3)Enfin, par sa détermination négative et a priori du Mal l’éthique s’interdit de penser la singularité des situations, ce qui est le début obligé de toute action proprement humaine. Ainsi le médecin rallié à l’idéologie « éthique » méditera en réunion et commission toutes sortes de considérations sur « les malades », considérés exactement comme l’est, par le partisan des droits de l’homme, la foule indistincte des victimes : totalité « humaine » de réels sous-hommes. Mais le même médecin ne verra nul inconvénient à ce que cette personne ne soit pas soignée à l’hôpital, et avec tous les moyens nécessaires, parce qu’elle est sans papiers, ou non immatriculée à la Sécurité sociale. Responsabilité « collective », encore une fois, oblige ! Ce qui est ici raturé, c’st qu’il n’y a qu’une seule situation médicale : la situation clinique[5], et qu’il n‘y a besoin de nulle « éthique » (mais seulement d’une vision claire de cette situation) pour savoir qu’en la circonstance le médecin n’est médecin que s’il traite la situation sous la règle du possible maximal : soigner cette personne qui le lui demande (pas d’ingérence, ici !) jusqu’au bout, avec tout ce qu’il sait, tous les moyens dont il sait qu’ils existent, et sans rien considérer d’autre. Et si on veut lui interdire de soigner pour cause de budget de l’Etat, de statistique de la morbidité ou de lois sur les flux migratoires, qu’on lui envoie la gendarmerie ! Encore son strict devoir hippocratique serait-il de lui tirer dessus. Les « commissions d’éthique » et autres ruminations sur les « dépenses de santé » et « responsabilité gestionnaire », étant radicalement extérieures à l’unique situation proprement médicale, ne peuvent en réalité qu’interdire qu’on lui soit fidèle. Car lui être fidèle voudrait dire : traiter le possible de cette situation jusqu’au bout. Ou, si l’on veut, faire advenir, dans la mesure du possible, ce que cette situation contient d’humanité affirmative, soit : tenter d’être l’immortel de cette situation.

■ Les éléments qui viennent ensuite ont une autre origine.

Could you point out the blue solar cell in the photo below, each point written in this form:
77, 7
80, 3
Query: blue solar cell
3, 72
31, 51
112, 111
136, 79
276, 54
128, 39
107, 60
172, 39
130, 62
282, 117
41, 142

En fait, la médecine bureaucratique sous idéologie éthique a besoin « des malades » comme victimes indistinctes ou statistiques, mais est rapidement encombrée par toute situation effective et singulière de demande. De là que la médecine « gestionnaire », « responsable » et « éthique » en est réduite à l’abjection de décider quels malades le « système de santé français » peut soigner, et lesquels il doit renvoyer, puisque le Budget et l’opinion l’exigent, mourir dans les faubourgs de Kinshasa.

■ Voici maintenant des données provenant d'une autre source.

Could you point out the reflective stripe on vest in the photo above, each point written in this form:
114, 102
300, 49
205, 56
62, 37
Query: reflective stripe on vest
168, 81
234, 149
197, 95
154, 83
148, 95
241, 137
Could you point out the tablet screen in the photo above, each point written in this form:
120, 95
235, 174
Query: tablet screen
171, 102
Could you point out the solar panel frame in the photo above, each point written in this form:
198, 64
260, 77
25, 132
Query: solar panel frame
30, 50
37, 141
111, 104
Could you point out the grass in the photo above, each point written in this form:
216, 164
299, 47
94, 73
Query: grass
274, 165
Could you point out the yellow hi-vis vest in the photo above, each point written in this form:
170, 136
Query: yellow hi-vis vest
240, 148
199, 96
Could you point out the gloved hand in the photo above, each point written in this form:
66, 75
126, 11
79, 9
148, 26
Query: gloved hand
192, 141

[1] Médecin, anatomiste et physiologue français du XVIIIe siècle.
[2] Henri Alleg, La Question, 1958. Il n’est pas mauvais de se référer à des épisodes de torture bien de chez nous, systématiquement organisés entre 1954 et 1962.

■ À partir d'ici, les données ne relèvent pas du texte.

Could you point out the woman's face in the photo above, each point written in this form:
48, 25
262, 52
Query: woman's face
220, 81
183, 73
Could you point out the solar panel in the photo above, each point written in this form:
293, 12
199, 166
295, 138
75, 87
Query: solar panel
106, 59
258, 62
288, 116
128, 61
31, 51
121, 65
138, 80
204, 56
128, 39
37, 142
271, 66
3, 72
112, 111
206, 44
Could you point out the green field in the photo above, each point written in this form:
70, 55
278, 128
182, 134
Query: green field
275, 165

[3] Varlam Chamalov, Kolyma. Récits de la vie des camps, Maspéro- La Découvertes, 1980. Ce livre, proprement admirable, donne forme d’art à l’éthique vraie. (Les notes sont de l’auteur.)
[4] André Glucksmann, Les Maîtres Penseurs, Grasset, 1977. Glucksmann est celui qui a le plus insisté sur la priorité absolue de la conscience du Mal, et sur l’idée que le primat catastrophique du Bien était une création de la philosophie. L’idéologie « éthique » a ainsi une part de ses racines chez les « nouveaux philosophes » de la fin des années 70.
[5] Cécile Winter, Qu’en est-il de l’historicité actuelle de la clinique ? (à partir d’une méditation de Foucault). A paraître. Ce texte manifeste, de la façon la plus rigoureuse qui soit, la volonté pensante de reformuler, dans les conditions actuelles de la médecine, l’exigence clinique comme seul référent.